Grin F*cking: It's Not Nice - polymathist
http://incube.us/?p=38

======
Kluny
It really depends on you relationship with the person, doesn't it? If it's a
casual acquaintance, or even if it's a good friend who is known for being
emotional, why should I expose myself to their potential anger when I say
their idea sucks? I can be as careful as I want with my tone of voice and
picking confrontational, constructive language, but there's still a chance
they'll take offense and blow up at me.

What's in it for me? If someone wants me to think hard about their thing, and
make a serious effort to communicate my thoughts about it, they have to earn
it with trust. It's their own responsibility to research their idea and get
honest, informed opinions about whether it will work or not. It's not my
responsibility to be their mom.

------
fabioberger123
Great post. I've been guilty of this at times and will try hard to stop.

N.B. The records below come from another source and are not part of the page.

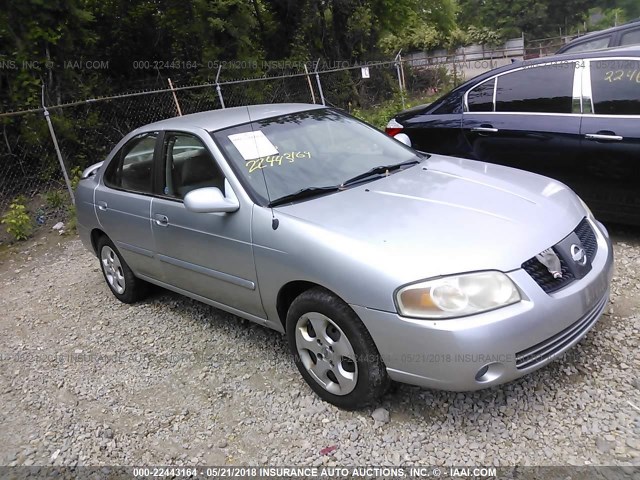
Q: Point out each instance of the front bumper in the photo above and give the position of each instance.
(488, 349)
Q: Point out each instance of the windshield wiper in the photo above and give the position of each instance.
(303, 193)
(376, 171)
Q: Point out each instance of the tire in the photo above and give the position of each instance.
(334, 352)
(121, 281)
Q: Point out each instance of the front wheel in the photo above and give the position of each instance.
(334, 352)
(123, 283)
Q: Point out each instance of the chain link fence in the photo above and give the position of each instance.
(31, 170)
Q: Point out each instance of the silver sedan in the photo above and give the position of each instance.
(377, 261)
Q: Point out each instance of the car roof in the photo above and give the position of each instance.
(227, 117)
(596, 34)
(631, 51)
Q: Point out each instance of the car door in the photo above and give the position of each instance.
(123, 202)
(206, 254)
(527, 118)
(611, 138)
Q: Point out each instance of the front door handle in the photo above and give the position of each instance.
(484, 129)
(161, 220)
(604, 137)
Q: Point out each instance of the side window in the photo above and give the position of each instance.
(615, 86)
(480, 99)
(543, 89)
(132, 167)
(188, 165)
(597, 44)
(630, 38)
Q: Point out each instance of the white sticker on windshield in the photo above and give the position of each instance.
(253, 145)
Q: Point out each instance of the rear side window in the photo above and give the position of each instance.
(630, 38)
(132, 167)
(188, 166)
(615, 86)
(539, 89)
(480, 99)
(597, 44)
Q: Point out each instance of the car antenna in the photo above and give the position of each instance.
(274, 221)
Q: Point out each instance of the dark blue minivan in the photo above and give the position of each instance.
(573, 117)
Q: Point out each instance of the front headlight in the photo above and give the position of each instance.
(457, 295)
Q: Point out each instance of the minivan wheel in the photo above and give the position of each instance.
(333, 350)
(123, 283)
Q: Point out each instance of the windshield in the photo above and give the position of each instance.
(312, 149)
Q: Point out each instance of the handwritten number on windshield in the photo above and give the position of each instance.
(273, 160)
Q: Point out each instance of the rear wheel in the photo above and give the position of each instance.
(333, 350)
(123, 283)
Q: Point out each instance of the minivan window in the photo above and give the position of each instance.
(615, 86)
(597, 44)
(630, 38)
(537, 89)
(480, 99)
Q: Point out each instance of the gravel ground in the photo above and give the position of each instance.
(86, 380)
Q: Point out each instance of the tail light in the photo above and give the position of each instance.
(393, 128)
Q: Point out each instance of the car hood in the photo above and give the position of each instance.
(445, 215)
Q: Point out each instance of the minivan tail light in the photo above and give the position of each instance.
(393, 128)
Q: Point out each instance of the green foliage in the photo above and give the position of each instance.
(380, 115)
(76, 176)
(17, 220)
(512, 18)
(55, 199)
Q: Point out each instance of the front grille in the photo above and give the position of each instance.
(588, 238)
(547, 349)
(543, 278)
(541, 275)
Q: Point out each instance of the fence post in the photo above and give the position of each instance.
(218, 89)
(57, 147)
(313, 95)
(175, 97)
(318, 82)
(398, 61)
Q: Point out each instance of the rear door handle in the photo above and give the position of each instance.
(602, 137)
(161, 220)
(484, 130)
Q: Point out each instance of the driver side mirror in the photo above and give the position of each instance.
(210, 200)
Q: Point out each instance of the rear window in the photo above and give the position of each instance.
(596, 44)
(630, 38)
(537, 89)
(480, 99)
(615, 86)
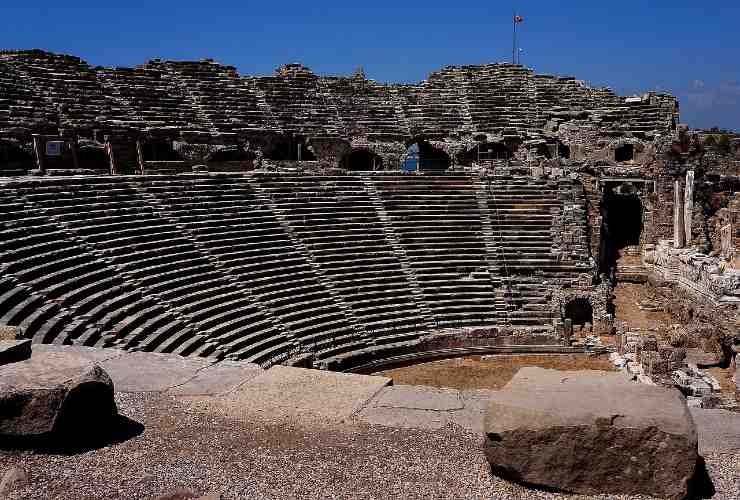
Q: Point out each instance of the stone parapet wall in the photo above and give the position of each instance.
(708, 278)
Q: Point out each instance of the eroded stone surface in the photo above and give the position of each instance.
(51, 398)
(12, 351)
(591, 432)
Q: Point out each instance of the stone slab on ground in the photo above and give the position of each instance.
(151, 372)
(53, 397)
(12, 351)
(45, 370)
(422, 407)
(636, 439)
(217, 379)
(719, 430)
(92, 354)
(285, 391)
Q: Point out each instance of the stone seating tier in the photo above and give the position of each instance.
(263, 267)
(43, 93)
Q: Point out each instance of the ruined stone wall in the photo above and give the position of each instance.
(456, 107)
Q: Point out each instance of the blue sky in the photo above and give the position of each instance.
(683, 47)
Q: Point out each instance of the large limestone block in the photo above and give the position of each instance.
(12, 351)
(42, 403)
(591, 432)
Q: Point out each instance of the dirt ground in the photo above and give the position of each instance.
(489, 372)
(628, 296)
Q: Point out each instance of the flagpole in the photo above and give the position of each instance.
(513, 48)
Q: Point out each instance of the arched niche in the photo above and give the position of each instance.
(485, 152)
(363, 160)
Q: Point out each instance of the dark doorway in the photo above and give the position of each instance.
(579, 311)
(563, 150)
(625, 152)
(14, 160)
(363, 160)
(228, 155)
(290, 150)
(483, 153)
(92, 157)
(159, 151)
(621, 227)
(432, 159)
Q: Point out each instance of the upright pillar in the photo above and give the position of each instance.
(140, 155)
(688, 214)
(111, 155)
(73, 149)
(39, 152)
(678, 223)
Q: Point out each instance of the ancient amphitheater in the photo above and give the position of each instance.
(227, 230)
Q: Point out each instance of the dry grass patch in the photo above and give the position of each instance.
(489, 372)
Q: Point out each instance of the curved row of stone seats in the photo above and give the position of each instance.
(59, 279)
(22, 109)
(438, 223)
(61, 204)
(228, 102)
(146, 98)
(69, 85)
(229, 221)
(439, 104)
(153, 253)
(337, 222)
(524, 215)
(501, 99)
(299, 102)
(364, 106)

It's
hard to strike a balance on knowing when a person just needs to try and idea
and when they should really reconsider it entirely. Also, I would have told
the founders of Twitter that I think their idea is stupid and that no one is
going to post 140 characters about their breakfast. I would have been wrong to
be discouraging. I guess the key is "constructive" feedback, this no matter
what your overall opinion of the idea can help point them in the right
direction.

------
kirillklimuk
I've been grinfucked so many times in my life... and I've done it myself just
as many. Being confrontational and instructive is hard. Being polite and
unopinionated is easy. =(

------
antidaily
Cool design, bro.